Highlights
Gluon Framework Comprehensive Enhancement
The Gluon framework has received major enhancements across all areas including new APIs, tensor memory management, layout operations, and synchronization primitives. Key additions include static_assert
functionality, TensorDescriptor kernel arguments, async TMA operations, tensor memory implementation, thread synchronization barriers, and comprehensive tensor operations like split/join/reshape and reductions. (#7172, #7168, #7165, #7160, #7152, #7151, #7149, #7145, #7142, #7122, #7121, #7120, #7115, #7114, #7106, #7102, #7099, #7097, #7091, #7089, #7080, #7061, #7057, #7022, #7020, #7009, #7006, #7004, #7001, #6998, #6997, #6994, #6992, #6989, #6985, #6971, #6950)

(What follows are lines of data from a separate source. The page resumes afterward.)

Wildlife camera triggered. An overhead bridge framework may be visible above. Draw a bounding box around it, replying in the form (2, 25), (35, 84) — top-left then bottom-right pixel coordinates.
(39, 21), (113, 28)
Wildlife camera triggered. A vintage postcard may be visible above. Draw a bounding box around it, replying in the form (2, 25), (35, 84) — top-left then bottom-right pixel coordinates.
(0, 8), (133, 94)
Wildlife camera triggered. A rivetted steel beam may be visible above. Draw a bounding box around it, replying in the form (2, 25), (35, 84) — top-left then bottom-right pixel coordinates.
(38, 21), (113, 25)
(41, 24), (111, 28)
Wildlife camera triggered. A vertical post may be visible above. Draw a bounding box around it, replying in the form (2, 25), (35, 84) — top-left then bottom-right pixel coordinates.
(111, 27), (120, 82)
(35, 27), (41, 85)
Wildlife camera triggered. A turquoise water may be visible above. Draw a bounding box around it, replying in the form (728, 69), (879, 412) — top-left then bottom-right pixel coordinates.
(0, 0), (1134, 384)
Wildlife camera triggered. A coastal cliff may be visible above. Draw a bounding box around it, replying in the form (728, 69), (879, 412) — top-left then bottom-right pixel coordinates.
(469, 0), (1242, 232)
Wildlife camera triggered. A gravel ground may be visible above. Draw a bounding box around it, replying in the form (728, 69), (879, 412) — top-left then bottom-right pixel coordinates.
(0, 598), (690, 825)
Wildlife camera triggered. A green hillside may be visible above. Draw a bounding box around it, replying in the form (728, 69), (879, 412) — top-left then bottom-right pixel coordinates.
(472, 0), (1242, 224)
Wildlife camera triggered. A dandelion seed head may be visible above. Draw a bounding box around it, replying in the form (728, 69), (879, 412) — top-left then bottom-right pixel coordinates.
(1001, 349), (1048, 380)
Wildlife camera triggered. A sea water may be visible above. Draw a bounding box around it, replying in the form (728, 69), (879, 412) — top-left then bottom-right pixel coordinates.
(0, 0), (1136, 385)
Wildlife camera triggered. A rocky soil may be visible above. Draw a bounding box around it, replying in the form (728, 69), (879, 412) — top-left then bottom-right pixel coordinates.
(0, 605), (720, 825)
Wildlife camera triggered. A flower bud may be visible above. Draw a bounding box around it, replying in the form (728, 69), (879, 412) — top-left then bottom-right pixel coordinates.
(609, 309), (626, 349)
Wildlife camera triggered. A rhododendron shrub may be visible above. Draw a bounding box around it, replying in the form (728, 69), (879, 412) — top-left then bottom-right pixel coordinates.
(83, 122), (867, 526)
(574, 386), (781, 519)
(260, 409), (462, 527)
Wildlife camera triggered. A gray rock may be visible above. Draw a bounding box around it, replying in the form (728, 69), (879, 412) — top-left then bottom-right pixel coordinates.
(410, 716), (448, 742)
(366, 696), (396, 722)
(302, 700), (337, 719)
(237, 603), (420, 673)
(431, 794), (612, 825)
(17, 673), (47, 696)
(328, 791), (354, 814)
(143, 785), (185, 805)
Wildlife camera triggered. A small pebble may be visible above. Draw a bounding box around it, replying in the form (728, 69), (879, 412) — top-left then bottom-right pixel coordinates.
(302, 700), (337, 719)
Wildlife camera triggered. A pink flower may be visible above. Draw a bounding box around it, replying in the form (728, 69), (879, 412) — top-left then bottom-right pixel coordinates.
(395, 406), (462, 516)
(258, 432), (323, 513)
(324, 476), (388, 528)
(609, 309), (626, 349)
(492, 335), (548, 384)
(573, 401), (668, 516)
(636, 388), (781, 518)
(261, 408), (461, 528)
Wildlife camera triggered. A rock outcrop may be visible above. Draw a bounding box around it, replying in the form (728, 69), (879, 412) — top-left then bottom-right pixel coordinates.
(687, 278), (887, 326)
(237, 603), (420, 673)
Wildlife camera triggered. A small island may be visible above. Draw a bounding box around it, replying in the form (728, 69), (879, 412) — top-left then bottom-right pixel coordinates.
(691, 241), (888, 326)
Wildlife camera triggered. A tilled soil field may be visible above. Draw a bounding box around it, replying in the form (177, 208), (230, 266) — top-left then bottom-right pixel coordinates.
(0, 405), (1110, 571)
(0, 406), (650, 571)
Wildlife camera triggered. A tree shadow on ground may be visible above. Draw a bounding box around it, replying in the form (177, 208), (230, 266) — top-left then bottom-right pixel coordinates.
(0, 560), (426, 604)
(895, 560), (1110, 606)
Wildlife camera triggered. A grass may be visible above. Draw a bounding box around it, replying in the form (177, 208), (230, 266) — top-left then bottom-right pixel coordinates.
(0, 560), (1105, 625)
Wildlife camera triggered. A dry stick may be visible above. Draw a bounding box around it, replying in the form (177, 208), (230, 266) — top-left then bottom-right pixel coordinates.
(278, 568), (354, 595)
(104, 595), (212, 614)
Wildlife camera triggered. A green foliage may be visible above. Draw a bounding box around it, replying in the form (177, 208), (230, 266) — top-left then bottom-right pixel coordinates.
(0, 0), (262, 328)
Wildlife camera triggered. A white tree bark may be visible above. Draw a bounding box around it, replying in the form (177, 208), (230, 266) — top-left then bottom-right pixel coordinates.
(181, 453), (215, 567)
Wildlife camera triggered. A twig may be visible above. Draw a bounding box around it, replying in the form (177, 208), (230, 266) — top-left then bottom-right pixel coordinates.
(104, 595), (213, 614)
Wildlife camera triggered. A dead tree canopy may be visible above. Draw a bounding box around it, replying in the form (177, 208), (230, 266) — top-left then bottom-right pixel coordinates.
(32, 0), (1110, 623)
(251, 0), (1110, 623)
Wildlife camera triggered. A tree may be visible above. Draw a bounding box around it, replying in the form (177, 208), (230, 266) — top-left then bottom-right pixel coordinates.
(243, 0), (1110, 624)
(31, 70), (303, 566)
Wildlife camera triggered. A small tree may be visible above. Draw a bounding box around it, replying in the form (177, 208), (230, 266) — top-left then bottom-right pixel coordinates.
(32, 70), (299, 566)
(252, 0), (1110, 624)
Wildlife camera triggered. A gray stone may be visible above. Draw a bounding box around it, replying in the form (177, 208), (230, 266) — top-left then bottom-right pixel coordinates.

Hardware Support Expansion
- AMD GFX950 Architecture Support - Comprehensive support for GFX950 including WMMA operations, performance optimizations, and architectural-specific features (#7175, #7171, #7127, #6744, #6594)
- Blackwell Enhanced TMEM Support - Improved tensor memory operations with better register usage and performance optimizations (#7160, #7079, #6817)
- Hopper WGMMA Improvements - Enhanced matrix multiplication with subtiling and prefetching optimizations (#7136, #6130)
Performance Optimizations
- Automatic Warp Specialization - Introduced automatic warp specialization optimization for enhanced kernel performance on NVIDIA GPUs (#6289, #6246, #6217)
- MMAv5 Pipelining - Re-enabled and improved MMAv5 pipelining with better performance and scheduling (#6732, #6613, #6256)
- TMA Operations Enhancement - Improved tensor memory access with better layout support and reduced register pressure (#6725, #6238, #6580)
New Features
Language and Frontend
- Aggregate Type Support - Added
@tl.aggregate
decorator for autogenerating Triton types from Python classes (#6970) - JITFunction Constexpr Support - Enhanced constexpr support for function lists and improved JIT functionality (#6988, #6963, #7105)
- Enhanced Boolean Operations - Improved handling of boolean operators and scalars with chained operations (#6769)
- Bitonic Top-k and Sorting - Added support for bitonic top-k operations and improved sort implementations (#6461, #6486)
- Masked Histograms - Added support for masked histogram operations (#6695)
- Syntactic Sugar Additions - Added
.item()
as syntactic sugar for.reshape([])
(#6873)
Backend and Compilation
- Generic Swizzling Implementation - Implemented generic swizzling algorithm for convert_layout lowering (#6982)
- Enhanced Register Allocation - Improved dynamic register reallocation for warp specialization (#6877, #6694, #6407)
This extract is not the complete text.